C4I Corps


The C4I Corps, or Teleprocessing Corps, is a combat support corps of the Israel Defense Forces under the command of the Teleprocessing Branch, formerly the Computer Service Directorate. The C4I Corps is responsible for all areas of teleprocessing and communications in the IDF. The corps commander is known as the Chief Teleprocessing Officer and is an officer with the rank of "Tat Aluf", equivalent to a Brigadier General in the United States Army. The current commander of the Corps is Yariv Nir.

History

The Haganah Communications Service was established in 1937 and in the same year the first Morse Code radio operators’ course was held. At that time in the British Mandate, they operated 12 underground broadcasting stations.
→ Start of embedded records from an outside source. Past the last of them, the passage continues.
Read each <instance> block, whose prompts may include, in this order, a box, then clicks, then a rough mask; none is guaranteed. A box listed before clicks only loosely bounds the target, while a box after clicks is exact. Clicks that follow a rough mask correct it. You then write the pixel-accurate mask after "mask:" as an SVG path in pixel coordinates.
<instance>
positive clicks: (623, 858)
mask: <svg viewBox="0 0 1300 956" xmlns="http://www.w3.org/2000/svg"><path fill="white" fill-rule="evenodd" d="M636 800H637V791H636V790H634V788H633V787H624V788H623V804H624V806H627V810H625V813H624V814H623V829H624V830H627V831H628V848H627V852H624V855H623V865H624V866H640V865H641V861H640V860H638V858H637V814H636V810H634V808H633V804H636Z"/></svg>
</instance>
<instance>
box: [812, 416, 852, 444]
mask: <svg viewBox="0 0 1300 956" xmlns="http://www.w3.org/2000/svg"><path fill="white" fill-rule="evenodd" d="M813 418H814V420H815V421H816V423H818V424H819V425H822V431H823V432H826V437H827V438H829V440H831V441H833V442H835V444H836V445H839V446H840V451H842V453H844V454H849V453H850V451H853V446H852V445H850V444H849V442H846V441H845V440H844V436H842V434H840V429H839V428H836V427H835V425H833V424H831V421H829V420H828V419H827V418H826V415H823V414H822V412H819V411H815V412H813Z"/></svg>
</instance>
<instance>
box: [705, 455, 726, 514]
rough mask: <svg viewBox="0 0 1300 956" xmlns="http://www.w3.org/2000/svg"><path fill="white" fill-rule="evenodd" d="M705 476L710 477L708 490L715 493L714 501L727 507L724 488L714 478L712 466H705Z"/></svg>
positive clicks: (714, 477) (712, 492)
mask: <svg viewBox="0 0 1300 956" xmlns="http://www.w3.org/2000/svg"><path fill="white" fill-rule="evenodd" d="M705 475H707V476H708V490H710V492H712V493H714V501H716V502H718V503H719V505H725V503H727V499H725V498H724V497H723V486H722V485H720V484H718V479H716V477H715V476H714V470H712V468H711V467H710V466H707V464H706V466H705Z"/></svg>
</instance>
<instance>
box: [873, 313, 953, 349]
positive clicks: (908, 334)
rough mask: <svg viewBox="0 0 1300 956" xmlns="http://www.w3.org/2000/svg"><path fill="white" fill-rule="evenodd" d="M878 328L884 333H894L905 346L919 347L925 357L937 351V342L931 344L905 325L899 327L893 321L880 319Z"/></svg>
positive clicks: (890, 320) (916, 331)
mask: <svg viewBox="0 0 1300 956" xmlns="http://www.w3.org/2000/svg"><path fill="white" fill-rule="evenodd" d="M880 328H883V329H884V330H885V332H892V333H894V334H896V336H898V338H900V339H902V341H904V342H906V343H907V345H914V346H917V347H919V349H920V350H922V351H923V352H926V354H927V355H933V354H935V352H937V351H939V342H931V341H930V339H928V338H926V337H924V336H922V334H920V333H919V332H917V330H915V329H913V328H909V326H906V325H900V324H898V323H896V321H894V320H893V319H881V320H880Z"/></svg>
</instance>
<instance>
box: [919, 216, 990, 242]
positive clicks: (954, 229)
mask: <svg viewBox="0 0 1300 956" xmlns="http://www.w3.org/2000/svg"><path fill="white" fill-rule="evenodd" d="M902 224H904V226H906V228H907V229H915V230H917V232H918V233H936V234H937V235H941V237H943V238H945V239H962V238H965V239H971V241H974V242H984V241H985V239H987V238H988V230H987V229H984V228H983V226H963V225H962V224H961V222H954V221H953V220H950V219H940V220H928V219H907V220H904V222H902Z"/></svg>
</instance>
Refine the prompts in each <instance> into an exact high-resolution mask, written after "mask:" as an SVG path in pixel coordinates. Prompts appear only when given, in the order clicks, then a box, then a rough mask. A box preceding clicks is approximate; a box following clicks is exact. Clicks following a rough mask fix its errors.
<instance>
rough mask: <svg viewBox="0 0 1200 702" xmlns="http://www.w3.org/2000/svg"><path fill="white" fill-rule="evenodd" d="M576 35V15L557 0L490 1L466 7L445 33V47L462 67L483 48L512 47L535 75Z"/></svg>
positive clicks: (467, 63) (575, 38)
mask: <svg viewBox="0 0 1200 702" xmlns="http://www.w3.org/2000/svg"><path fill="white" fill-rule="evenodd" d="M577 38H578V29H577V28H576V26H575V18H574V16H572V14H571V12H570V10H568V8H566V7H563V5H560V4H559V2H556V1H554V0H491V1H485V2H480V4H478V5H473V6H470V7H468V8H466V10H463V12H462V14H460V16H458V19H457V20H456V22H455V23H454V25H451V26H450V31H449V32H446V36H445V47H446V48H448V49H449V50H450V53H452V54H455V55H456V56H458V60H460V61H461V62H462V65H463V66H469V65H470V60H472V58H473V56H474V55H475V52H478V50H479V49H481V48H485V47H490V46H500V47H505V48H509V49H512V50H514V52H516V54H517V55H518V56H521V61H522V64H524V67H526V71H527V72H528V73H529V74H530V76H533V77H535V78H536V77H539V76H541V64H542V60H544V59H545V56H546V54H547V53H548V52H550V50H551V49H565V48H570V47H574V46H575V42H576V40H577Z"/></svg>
In 1938 they brought 150 carrier pigeons to the country. In 1939 the first broadcast station run by the Etzel, also known as the Irgun, was activated. The first communications officer course was held in 1947, and in the time of the Jerusalem blockade, radio communication equipment was installed on Palmach armored vehicles that went up to the city.
After the establishment of the State of Israel and the IDF, the Communications Corps was established on October 14, 1948.
With the establishment of the Computer Service Directorate in 2003, the C4I Corps became one of its subordinate units, but in 2005 as part of comprehensive organizational changes in the Ground Forces Command, the C4I Corps together with the Ordnance Corps, Logistics Corps, and Adjutant Corps became subordinate elements of that headquarters. In 2007 it was decided to return the C4I Corps to the Computer Service Directorate and over the course of the year 2008 the decision was implemented.